— On this week in Lincoln is part of a new series, reflecting each week on different highlights throughout Lincoln’s history. This week, Josh Francis takes a look at a significant figure who helped shape the city.
This week in May commemorates the death of Lincoln’s first bishop, Remigius de Feschamp, who died in 1092.
Feschamp, a Benedictine monk, was originally the Bishop of Dorchester.
However in 1088, an order was passed to have the monks removed from large cities and fenced towns and William the Conquer (who Feschamp was big supporter of) moved him to Lincoln.

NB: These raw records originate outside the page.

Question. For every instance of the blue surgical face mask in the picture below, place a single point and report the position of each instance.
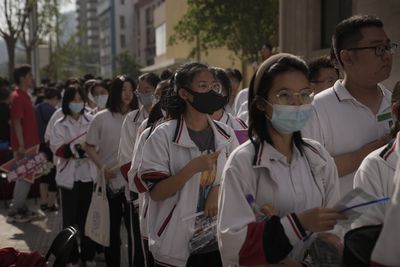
(101, 100)
(76, 107)
(288, 119)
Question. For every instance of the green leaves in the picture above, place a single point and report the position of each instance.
(240, 25)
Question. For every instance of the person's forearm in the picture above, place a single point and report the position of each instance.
(92, 155)
(19, 133)
(171, 185)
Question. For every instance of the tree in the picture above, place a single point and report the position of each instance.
(241, 26)
(126, 64)
(14, 14)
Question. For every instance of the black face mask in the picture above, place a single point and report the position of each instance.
(207, 102)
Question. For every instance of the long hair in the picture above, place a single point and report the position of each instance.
(114, 101)
(260, 85)
(182, 78)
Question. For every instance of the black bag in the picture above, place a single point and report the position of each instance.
(358, 245)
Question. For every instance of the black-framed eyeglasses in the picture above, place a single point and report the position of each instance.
(379, 49)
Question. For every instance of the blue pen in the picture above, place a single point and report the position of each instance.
(384, 199)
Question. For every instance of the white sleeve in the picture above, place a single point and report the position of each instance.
(386, 249)
(127, 142)
(369, 180)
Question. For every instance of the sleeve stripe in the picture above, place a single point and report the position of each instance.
(252, 251)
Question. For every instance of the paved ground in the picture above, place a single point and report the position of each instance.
(38, 235)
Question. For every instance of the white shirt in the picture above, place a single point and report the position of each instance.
(387, 249)
(375, 176)
(129, 133)
(240, 98)
(104, 133)
(343, 125)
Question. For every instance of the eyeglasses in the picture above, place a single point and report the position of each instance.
(379, 49)
(286, 97)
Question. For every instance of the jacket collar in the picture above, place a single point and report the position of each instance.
(182, 138)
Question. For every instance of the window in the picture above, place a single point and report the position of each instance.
(122, 22)
(122, 40)
(332, 12)
(161, 45)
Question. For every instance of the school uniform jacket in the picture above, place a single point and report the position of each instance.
(386, 251)
(375, 176)
(168, 149)
(249, 171)
(65, 134)
(129, 131)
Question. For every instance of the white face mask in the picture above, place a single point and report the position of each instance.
(101, 100)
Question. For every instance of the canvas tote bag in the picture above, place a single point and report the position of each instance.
(97, 225)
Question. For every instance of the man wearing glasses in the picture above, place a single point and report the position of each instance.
(352, 118)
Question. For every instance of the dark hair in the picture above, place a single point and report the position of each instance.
(316, 64)
(396, 99)
(4, 93)
(166, 74)
(21, 71)
(69, 95)
(114, 98)
(234, 73)
(224, 80)
(51, 92)
(156, 113)
(348, 32)
(150, 78)
(277, 64)
(182, 78)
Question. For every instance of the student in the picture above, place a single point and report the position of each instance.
(75, 172)
(23, 135)
(323, 74)
(145, 94)
(178, 167)
(376, 172)
(352, 118)
(277, 170)
(101, 145)
(222, 114)
(235, 78)
(44, 111)
(386, 250)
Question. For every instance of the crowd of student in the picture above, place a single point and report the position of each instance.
(189, 194)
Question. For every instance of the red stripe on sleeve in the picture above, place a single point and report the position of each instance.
(375, 264)
(252, 251)
(154, 176)
(139, 185)
(61, 151)
(124, 170)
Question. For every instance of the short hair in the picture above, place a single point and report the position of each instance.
(316, 64)
(234, 73)
(348, 32)
(21, 71)
(51, 93)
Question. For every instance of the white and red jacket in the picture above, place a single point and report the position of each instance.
(375, 176)
(66, 133)
(168, 149)
(309, 181)
(129, 132)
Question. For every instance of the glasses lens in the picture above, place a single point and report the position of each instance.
(285, 97)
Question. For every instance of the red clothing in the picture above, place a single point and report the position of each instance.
(22, 108)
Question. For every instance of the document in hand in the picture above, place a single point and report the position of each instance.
(354, 204)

After being appointed the first official Bishop of Lincoln, Regimus was involved in creating roles such as the Dean of Lincoln and various other positions for what would soon be Lincoln Cathedral.
The cathedral itself was constructed of Lincolnshire oolitic limestone and was built-in the south-east corner, opposite the castle.
William had already built Lincoln Castle in the south-west corner of the old Roman city, then called Lindum Colonia. It was thought that William wanted to leave his mark on the country and create landmarks to assure safety against the threat of Vikings.
In addition to bestowing titles, during his four years as bishop he also helped to lay foundations for the new cathedral.
He died before the construction was completed, but he is buried in North Transept of the iconic structure (pictured).
In 1141, Lincoln Cathedral was damaged by a fire, and it was left to another Lincoln Bishop, Alexander the Magnificent, to rebuild the damage using advanced architecture techniques of the time.